Coverage-based Fuzzing
The attack area of embedded systems is large. The software must not only be secure in friendly operational conditions but also be resilient in a hostile environment where data may be compromised.
Verifying that your software products are secure in these circumstances is hard. Despite development of a variety of techniques to aid the verification, teams struggle with the integration of these methods into their software development process. In part because good, integrated and supported tooling that takes off some of the burden and that lowers the cost of getting started is missing.
At Riscure, we have been working to address those struggles that we see time and time again in embedded software development teams. In this blog post, we consider a basic workflow for improving the effectiveness of a fuzzing analysis to find logical flaws in hostile execution environments.
Fuzzing in a Nutshell
Fuzzing is a dynamic analysis to root out bad behaviors of programs on particular inputs. Of course, we are most concerned with bad behaviors that can be escalated by an attacker to an exploit, such as buffer overflow vulnerabilities. To find those bad behaviors, the fuzzing engine probes an instrumented version of the program under test with a large set of inputs. The instrumentation helps to detect the behaviors we are interested in and to extract useful information from the program execution when they occur.
A central question in fuzzing is how the fuzzing engine should generate the probing inputs. In general, the complete input space is very large, so exhaustive and completely random testing is impractical. Hence, we want to guide the fuzzer to explore the input spaces more effectively. At the same time, we do not want to confine the engine too much because we are trying to expect the unexpected and reveal surprising bad behaviors.
Coverage as a Metric
A technique to guide the fuzzer’s exploration of the input space that is widely applicable is coverage guiding. The fuzzing engine starts with one or more seed inputs and makes pseudo-random mutations while measuring the coverage of the code under test. The input mutation process is biased towards variations that grow code coverage. This causes the engine to explore the input space in a way that reveals more program behaviors, increasing the chances of finding unexpected program paths that lead to vulnerabilities.
This is a compelling story. When one hears it for the first time, it sounds like fuzzing requires minimal effort from a developer: the engine does all the hard work, right?
As always, there is no free lunch. The effectiveness of fuzzing campaigns still depends on the chances of the engine stumbling on an input that reveals new program behaviors. Off-the-shelf fuzzing engines like libfuzzer and AFL see inputs as mere binary blobs and have no preconceived notion of what input variations are meaningful to the program. When we are interested in program behaviors that occur only from a small subset of those inputs (for example, inputs that have more structure), then we have to help the fuzzer explore those inputs.
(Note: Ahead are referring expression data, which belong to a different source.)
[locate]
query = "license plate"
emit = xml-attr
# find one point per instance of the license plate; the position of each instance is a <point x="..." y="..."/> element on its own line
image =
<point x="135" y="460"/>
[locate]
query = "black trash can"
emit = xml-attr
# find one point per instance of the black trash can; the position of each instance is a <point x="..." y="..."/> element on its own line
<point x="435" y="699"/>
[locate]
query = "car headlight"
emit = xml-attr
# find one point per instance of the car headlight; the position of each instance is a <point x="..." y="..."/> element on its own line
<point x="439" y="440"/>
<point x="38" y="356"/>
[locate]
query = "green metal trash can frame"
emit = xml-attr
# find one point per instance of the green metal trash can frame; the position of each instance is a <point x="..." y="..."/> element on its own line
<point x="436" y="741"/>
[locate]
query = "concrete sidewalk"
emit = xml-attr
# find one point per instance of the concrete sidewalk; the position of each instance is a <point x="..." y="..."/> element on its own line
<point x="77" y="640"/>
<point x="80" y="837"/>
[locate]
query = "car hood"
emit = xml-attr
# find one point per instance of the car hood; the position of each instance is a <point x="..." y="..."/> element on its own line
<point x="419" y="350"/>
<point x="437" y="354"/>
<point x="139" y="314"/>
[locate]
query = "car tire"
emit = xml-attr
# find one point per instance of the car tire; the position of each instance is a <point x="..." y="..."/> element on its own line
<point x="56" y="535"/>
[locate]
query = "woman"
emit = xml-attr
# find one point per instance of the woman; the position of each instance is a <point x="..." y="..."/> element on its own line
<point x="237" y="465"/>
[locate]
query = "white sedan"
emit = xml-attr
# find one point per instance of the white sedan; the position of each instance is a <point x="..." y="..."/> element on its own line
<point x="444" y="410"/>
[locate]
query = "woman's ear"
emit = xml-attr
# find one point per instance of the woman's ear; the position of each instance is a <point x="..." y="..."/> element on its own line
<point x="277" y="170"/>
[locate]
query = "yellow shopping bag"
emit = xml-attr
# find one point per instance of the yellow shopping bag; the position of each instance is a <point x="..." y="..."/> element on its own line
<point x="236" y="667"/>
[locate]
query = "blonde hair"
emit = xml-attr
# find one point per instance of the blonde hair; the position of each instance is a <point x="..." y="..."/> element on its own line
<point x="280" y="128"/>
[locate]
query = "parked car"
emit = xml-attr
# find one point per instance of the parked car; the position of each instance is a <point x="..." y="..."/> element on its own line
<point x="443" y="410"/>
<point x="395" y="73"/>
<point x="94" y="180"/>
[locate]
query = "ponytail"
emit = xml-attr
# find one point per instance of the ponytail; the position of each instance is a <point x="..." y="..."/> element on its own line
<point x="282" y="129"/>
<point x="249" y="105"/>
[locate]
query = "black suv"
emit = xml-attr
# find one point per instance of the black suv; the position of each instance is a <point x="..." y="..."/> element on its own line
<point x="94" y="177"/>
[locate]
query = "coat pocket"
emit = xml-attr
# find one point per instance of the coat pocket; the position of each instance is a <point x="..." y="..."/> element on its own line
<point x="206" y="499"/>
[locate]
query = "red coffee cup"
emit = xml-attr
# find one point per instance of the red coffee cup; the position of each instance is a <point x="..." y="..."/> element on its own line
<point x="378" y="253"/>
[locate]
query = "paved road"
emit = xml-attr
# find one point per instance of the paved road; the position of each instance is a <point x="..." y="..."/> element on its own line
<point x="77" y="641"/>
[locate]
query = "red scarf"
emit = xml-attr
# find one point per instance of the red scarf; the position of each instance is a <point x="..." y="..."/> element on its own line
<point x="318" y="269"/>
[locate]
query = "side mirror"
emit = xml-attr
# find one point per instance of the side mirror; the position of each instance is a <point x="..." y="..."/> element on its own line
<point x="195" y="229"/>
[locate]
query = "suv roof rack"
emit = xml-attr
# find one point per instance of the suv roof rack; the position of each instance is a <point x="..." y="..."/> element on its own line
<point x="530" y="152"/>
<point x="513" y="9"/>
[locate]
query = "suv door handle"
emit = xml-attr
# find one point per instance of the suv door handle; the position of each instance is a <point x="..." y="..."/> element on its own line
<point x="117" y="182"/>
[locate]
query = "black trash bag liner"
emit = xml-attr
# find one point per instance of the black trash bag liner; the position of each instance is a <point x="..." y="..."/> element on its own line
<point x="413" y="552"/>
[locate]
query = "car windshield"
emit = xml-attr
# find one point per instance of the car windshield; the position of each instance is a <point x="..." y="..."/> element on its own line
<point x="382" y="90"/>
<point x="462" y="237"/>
Visualizing Coverage in Real-Time
Writing a good fuzz test that will sufficiently exercise many program behaviors is challenging. It is a cooperative game between the fuzzing tool and the developer that deploys the tool. The developer needs to bring knowledge about interesting program inputs to the table and help translate the low-level mutations of the fuzzing engine to interesting variations of the program inputs. Variations that are likely to trigger new coverage.
To be able to do that, we need to be able to see which behaviors we manage to exercise and which still elude us. Code coverage is our proxy measure, so let’s visualize that.
Executing a fuzz test with Riscure True Code spawns multiple processes that run the fuzzing engine cooperatively. The engines comprise a corpus of inputs representative of all the inputs that it tried, in the sense that they are enough to cover all the control-flow paths that the engine has seen so far.
True Code uses this corpus to compute the coverage of source code of the performed analysis and presents this in a live view during test execution. As fuzzing progresses, more code paths will turn from red (not covered) to green (sufficiently covered).
This interactive coverage visualization makes this easy to see when the engine struggles to exercise certain program behaviors. If that is the case, we will have to tweak the setup of the fuzz test, but that is a story for a different time.
Conclusion
We have looked at the basic workflow for setting up fuzz tests as a cooperative exercise between a developer and his machine, measuring success by code coverage. Setting up fuzz tests and the code coverage machinery can be a time-consuming exercise. Riscure True Code eases the burden with support for out-of-the-box real-time coverage visualization.